On Ben-Gurion's right lurks the Irgun, which calls him a dictator because he wants to prevent Irgun from operating a private army. The Irgunists are intense nationalists and "revisionists," which in practical present terms means they are gangsters and expansionists, itching to carry the fight into Arab territory.
"Blow Your Nose." The new nation is further divided by the differing nationalities and social backgrounds of its citizens. Each aliyah had its own characteristics and dreams for the new state. The men of the Second Aliyah are still on top in the government, but in the army and among the people, the sabras (literally: cacti), the native-born, are coming to the fore. Palestinian climate has played a, strange trick on the sabras. They run to the big-boned, blue-eyed, blond athlete type associated with anti-Semitic persecutions.

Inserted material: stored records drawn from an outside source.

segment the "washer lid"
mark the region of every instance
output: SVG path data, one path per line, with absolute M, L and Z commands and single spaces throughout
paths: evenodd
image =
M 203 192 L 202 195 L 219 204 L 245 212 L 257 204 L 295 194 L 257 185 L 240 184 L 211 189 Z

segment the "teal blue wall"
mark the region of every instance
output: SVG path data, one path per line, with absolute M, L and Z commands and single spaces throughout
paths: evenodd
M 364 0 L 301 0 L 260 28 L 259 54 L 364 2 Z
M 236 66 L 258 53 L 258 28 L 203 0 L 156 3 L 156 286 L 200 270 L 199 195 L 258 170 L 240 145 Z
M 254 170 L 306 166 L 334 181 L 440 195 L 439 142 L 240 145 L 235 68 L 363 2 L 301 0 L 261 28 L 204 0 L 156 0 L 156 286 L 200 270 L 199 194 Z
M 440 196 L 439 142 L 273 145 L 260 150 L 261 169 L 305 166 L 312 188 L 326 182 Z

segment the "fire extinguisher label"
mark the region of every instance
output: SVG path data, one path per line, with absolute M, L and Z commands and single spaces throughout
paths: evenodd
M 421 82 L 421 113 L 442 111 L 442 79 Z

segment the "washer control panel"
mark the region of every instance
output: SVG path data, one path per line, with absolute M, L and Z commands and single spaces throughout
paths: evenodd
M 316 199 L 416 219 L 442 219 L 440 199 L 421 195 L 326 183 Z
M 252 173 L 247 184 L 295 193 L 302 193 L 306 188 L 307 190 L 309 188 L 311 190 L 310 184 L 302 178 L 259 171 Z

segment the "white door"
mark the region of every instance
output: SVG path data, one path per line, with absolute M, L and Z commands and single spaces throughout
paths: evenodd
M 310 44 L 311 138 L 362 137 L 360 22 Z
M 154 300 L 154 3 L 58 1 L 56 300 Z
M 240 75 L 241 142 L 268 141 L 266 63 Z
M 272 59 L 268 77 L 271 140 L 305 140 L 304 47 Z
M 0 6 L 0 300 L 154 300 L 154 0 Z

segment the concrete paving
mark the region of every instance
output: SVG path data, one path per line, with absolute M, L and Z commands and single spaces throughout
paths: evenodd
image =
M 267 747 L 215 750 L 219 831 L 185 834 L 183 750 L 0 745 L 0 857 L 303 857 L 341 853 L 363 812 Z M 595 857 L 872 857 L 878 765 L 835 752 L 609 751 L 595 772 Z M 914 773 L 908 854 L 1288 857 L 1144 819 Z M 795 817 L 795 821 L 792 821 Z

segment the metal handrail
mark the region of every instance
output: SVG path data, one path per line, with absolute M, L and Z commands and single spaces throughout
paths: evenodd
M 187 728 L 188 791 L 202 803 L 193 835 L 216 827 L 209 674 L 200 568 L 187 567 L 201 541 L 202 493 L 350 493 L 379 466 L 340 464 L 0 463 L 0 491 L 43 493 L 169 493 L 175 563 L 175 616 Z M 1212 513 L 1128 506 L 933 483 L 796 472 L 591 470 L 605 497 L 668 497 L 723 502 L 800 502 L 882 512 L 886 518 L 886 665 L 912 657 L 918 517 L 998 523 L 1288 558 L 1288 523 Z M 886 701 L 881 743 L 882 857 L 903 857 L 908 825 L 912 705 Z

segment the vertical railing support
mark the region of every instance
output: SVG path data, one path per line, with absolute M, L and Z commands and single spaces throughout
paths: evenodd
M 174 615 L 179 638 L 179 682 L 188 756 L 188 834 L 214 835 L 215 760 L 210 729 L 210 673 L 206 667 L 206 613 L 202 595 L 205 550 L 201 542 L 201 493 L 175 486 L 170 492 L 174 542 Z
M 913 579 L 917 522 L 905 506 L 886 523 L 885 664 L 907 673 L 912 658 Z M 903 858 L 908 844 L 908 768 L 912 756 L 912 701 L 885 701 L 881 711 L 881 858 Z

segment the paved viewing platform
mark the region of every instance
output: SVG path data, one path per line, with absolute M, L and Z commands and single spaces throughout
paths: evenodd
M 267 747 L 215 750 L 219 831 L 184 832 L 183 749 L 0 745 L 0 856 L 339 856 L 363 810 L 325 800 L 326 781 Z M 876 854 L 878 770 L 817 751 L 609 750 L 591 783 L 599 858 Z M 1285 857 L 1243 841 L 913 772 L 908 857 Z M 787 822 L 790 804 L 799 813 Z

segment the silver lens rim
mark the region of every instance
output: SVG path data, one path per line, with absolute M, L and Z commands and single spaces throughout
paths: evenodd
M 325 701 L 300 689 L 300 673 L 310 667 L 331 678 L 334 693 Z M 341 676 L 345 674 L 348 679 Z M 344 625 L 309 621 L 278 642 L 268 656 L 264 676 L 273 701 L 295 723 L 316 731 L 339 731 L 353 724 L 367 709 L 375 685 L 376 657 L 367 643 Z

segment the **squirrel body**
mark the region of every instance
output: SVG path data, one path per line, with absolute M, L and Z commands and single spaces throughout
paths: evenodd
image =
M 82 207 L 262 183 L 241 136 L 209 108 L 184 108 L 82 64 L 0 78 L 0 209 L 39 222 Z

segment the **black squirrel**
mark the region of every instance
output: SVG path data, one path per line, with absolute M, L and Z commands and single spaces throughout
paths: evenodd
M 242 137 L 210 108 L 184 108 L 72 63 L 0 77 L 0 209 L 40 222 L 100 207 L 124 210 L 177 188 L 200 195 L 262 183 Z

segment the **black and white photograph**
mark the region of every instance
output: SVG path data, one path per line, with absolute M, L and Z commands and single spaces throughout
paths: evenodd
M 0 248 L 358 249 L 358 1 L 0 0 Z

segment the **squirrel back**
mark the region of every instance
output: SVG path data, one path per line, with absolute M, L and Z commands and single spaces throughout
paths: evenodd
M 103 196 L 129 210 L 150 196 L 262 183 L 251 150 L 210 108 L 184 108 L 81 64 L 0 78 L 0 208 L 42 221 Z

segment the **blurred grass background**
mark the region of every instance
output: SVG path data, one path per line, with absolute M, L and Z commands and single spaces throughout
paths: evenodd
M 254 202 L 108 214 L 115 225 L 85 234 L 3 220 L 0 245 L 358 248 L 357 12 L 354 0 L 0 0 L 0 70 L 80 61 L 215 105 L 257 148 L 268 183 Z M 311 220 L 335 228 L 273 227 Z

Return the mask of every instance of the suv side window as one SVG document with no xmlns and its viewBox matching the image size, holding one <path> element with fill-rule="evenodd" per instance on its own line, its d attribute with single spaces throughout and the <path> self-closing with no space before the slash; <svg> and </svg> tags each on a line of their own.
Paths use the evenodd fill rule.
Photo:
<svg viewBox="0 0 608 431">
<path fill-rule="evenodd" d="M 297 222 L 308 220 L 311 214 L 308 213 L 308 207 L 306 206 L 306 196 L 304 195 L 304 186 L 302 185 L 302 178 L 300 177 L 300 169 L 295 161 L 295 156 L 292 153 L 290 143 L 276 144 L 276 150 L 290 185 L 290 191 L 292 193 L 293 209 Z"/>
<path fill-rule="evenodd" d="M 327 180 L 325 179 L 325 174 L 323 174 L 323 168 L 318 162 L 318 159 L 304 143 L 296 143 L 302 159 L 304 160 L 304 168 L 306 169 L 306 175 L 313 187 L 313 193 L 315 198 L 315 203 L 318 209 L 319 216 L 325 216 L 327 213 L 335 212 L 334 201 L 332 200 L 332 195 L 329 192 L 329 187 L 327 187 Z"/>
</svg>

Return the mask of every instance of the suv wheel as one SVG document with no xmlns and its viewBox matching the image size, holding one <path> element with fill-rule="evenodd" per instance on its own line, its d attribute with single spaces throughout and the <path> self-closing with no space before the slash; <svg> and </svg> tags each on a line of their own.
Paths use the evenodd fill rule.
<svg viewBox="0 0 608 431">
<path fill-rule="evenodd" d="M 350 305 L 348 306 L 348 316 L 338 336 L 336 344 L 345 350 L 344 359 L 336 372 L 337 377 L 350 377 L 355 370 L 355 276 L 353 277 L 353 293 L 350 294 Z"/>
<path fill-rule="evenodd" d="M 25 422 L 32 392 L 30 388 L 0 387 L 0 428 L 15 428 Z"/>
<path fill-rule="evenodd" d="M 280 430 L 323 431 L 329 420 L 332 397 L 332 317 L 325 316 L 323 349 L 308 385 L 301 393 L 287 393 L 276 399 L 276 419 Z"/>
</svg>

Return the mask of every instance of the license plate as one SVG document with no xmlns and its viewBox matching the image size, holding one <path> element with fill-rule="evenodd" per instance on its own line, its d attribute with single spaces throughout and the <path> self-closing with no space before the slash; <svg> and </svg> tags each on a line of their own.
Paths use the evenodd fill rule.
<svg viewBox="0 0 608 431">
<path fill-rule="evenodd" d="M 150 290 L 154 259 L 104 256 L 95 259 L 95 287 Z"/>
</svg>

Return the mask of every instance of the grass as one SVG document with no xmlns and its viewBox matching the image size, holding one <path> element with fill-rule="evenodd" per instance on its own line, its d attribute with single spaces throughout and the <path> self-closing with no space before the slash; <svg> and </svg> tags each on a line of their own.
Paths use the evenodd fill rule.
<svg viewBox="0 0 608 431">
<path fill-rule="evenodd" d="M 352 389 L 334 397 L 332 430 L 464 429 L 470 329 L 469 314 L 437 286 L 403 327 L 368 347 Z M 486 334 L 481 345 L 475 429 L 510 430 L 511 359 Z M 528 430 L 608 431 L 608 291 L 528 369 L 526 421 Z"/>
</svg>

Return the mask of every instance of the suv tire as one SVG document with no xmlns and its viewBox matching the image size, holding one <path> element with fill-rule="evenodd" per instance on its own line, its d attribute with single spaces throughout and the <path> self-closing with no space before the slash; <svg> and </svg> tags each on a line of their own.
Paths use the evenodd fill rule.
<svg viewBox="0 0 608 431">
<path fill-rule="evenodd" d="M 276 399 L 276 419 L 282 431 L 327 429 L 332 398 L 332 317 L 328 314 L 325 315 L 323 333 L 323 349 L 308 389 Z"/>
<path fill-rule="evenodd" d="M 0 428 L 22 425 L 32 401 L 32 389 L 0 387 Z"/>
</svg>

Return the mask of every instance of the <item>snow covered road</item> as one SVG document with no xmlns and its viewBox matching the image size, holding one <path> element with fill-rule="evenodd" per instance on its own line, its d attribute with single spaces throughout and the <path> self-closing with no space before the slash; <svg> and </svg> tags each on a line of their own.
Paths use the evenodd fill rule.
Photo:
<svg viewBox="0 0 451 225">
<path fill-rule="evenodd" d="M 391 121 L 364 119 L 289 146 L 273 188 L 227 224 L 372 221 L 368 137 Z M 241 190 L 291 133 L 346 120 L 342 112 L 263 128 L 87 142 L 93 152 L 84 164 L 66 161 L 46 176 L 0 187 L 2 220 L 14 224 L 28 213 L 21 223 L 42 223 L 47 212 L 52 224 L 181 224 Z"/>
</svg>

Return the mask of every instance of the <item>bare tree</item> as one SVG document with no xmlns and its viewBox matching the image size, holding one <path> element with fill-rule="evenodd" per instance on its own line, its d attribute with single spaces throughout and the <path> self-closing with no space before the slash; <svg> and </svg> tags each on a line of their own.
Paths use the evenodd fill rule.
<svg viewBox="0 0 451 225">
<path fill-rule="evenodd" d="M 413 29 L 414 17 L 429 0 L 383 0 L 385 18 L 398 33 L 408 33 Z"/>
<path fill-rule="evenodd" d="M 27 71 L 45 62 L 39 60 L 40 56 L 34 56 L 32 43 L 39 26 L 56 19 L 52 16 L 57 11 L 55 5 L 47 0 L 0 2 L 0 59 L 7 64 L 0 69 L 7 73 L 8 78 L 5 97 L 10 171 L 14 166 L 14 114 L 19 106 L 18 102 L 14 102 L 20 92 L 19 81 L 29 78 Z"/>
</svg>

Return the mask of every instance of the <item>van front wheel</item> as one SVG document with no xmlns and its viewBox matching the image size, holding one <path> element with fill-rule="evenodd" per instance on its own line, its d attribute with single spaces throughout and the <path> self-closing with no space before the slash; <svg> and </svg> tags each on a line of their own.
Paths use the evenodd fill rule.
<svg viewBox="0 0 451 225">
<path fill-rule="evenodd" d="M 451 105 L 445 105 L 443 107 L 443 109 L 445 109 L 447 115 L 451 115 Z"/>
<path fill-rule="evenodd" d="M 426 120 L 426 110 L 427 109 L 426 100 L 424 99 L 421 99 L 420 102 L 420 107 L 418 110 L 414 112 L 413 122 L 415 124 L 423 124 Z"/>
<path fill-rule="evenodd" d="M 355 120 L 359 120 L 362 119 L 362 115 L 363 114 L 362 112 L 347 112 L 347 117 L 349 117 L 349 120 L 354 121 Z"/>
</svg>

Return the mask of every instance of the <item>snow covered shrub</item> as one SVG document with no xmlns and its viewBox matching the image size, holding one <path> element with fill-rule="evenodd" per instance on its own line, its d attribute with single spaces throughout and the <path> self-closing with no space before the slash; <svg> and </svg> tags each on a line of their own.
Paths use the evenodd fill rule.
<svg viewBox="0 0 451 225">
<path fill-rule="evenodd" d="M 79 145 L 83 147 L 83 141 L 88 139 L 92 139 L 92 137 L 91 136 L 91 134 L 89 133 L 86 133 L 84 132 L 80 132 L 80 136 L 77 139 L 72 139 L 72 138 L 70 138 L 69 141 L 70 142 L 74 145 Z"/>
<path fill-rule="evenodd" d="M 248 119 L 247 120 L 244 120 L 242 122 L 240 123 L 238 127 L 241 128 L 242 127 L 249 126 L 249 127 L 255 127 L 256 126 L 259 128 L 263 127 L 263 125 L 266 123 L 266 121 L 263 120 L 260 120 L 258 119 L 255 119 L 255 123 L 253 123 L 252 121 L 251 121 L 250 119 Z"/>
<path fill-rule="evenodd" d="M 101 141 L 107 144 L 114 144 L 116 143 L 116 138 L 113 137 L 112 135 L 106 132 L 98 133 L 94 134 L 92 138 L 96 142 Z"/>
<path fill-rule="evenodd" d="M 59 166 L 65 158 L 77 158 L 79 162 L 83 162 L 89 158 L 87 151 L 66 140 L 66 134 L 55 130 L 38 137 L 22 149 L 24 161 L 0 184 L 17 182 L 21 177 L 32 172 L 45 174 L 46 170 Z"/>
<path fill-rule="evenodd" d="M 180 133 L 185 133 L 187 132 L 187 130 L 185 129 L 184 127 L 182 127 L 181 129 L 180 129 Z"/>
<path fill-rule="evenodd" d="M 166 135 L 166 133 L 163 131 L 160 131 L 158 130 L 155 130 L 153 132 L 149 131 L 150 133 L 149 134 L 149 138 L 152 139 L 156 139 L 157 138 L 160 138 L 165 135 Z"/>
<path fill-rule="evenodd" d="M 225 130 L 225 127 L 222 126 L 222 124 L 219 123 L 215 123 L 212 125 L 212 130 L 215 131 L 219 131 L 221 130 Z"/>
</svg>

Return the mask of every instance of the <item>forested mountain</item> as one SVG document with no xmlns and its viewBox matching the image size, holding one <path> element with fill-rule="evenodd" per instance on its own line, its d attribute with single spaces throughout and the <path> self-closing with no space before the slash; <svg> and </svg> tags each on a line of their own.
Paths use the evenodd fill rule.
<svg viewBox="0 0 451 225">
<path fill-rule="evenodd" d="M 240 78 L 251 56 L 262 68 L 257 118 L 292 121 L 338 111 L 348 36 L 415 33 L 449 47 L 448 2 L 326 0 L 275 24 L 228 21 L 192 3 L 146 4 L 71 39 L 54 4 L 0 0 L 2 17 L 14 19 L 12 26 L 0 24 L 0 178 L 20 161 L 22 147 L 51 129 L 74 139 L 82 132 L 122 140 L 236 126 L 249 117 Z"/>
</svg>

In other lands the German Jews tend to look upon themselves as the aristocrats of Jewry (although they give precedence to the Sephardic families from Spain and Portugal). In Palestine the recent German aliyah is looked down upon and made the butt of the same kind of joke that German Jews in the U.S. used to hurl at their Russian brethren.
Israel calls the German Jew a yecki (roughly: squarehead), laughs at his naiveté. Many of the yecki are physicians (of that great, devoted band of German-Jewish doctors) and they have a hard time adjusting to the land. Many try chicken farming, going about it in that highly scientific Teuton way which makes the Polish and Russian Israelis guffaw. They say that when one yecki found a sick chicken he sent all the way to India for a serum, inoculated every one of his flock. They tell of a yecki with an old dry cow who asked a Polish Jew to sell it for him. The Pole found a Russian Jew to whom he said: "This is a fine young cow; she gives six liters of milk every day." The yecki, standing by, said: "Well, well, that I didn't know; I'd like to buy her back." To new arrivals the Eastern Jews say: "Did you come here from convictionor from Germany?"
The people of each aliyah may speak their own language for the first two years, after that are expected to switch to Hebrew.* A dead language, a language of scholarship and liturgy for centuries, Hebrew has been revived and made the official language of Israel. In earlier days, some of the old folks were shocked to hear Hebrew used in everyday speech. When a mother scolded, "Little Ittomar, blow your nose," in the tongue of the prophets, oldsters winced.